Food for thought

There has been an alarming increase in food poverty in the UK. In the eight years leading up to August 2015, the price of food and non-alcoholic drinks increased by 31% in the UK. That figure, amongst various other factors, has led to serious consequences for many across the country:

  • The number of children attending their first day of school underweight increased by 16% between 2012 and 2015.
  • The number of pregnant women with anaemia has reached its highest level in two decades, rising from 19.8% in 2001 to 22.8% in 2011.

How we are helping

The Together Network is tackling food poverty in communities across England. Through food banks and summer holiday projects intended to put a dent in to hunger, the Together Network has provided food for thousands of people. 

However, our work is not simply about putting food on plates. The Together Network is about building relationships; it is about building networks around people so that they can access support and build their own capacity.

For example, if you go to a food bank that is a part of the Together Network, you might well hear about a debt and budgeting advice clinic or an employment support service or many other similar programmes. You would find yourself a part of a wider network that sees the whole person and not just the hunger. 

Here is just a sample of the work that we’ve been doing.

Summer Holidays

The summer holidays can be a challenging time for parents; the free school meals are no longer available and their children need looking after. For working parents it can be difficult to arrange child care and meals for a whole six weeks. 

The Together Network provides support to these parents so that their children can be looked after, offered engaging and educational activities, and be fed a nutritious meal. 

These summer holiday projects are now well established in the North East in both Durham and Middlesbrough. Through the 2016 summer holidays, the Together Network in these two North East cities provided over 11,000 healthy meals.

The work is growing each year and our hope is for that to continue long into the future.


The Together Nework in Blackburn Diocese, Together Lancashire, has been working consistently with foodbanks since 2012 and by the end of 2014 this network had grown to as many as 30 foodbanks and 15 drop-ins and community cafes, serving an estimated 5000-7500 people.
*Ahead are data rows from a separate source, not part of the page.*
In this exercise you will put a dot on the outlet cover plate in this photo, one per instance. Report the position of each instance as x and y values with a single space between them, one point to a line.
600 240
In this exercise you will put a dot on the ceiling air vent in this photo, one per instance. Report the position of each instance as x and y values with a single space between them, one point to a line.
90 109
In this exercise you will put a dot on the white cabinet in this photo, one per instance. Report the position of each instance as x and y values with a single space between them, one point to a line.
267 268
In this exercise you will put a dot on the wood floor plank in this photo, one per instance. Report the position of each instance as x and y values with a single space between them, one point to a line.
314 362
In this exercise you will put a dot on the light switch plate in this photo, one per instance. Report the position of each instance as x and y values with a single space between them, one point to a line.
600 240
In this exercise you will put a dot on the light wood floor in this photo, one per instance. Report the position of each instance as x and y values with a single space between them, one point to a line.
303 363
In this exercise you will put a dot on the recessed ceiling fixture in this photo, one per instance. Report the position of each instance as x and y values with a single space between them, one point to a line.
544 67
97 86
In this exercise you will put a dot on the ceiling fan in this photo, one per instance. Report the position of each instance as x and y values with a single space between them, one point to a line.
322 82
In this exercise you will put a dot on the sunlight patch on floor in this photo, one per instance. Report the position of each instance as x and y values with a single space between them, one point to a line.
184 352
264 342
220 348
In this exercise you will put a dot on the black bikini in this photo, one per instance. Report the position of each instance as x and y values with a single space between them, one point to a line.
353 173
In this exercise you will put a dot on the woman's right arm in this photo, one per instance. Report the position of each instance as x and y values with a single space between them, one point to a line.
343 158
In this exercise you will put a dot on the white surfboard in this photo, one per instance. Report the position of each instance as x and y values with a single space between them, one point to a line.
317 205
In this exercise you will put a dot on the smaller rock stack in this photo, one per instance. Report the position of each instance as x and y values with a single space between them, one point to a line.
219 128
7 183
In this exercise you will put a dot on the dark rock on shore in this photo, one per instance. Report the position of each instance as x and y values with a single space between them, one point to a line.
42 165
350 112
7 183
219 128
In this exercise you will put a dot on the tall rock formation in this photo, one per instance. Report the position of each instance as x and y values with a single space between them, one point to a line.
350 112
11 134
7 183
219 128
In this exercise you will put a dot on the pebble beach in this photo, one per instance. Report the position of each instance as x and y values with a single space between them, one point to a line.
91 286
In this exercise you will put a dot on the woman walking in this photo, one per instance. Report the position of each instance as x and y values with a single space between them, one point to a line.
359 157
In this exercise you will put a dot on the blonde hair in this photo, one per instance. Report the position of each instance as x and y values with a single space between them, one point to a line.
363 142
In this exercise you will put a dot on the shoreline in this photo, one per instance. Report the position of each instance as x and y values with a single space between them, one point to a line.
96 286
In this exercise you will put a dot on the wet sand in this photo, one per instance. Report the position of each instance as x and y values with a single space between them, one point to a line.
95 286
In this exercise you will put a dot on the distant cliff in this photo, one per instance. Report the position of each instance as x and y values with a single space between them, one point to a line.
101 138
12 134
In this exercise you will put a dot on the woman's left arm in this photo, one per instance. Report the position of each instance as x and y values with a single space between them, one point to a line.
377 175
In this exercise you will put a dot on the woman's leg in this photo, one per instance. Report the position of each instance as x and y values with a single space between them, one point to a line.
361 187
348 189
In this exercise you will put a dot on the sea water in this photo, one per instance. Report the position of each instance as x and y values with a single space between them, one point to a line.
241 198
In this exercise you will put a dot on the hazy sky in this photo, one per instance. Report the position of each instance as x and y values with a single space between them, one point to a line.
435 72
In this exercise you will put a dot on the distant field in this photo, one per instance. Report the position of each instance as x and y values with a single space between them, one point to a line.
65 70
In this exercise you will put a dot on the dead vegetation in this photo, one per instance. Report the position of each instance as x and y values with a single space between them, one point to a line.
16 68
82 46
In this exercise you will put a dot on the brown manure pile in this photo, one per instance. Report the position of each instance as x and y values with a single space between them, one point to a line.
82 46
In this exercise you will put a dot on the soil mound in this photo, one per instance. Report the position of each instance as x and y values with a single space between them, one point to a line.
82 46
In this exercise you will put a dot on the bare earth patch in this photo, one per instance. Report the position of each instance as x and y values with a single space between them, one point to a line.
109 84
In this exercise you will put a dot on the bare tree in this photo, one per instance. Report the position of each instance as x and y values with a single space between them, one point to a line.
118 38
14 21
Together Lancashire has supported these foodbanks so that they can offer budgeting, job searching, and cookery classes. As well as this, Together Lancashire have now provided over 75 households with slow cookers so that they can cook nutritious meals with the food they receive from the foodbanks.

Gemma’s story

If you’re going to a Big Pancake Party with your children you’ll no doubt see them having a lot of fun. The room will be warm, full of people, your children will be laughing and enjoying the sugary food. If you took a moment to stand back from the room and watch them, it would be nice to see them so happy, so full of life.

Now imagine the opposite. Imagine they were really hungry after a day at school and they ask you for food and you don’t have any to give them. You’d be watching them grow hungry and there would be little you could do about it.

This is what happened to Gemma and it’s happening to parents across the country. Imagine what that must feel like.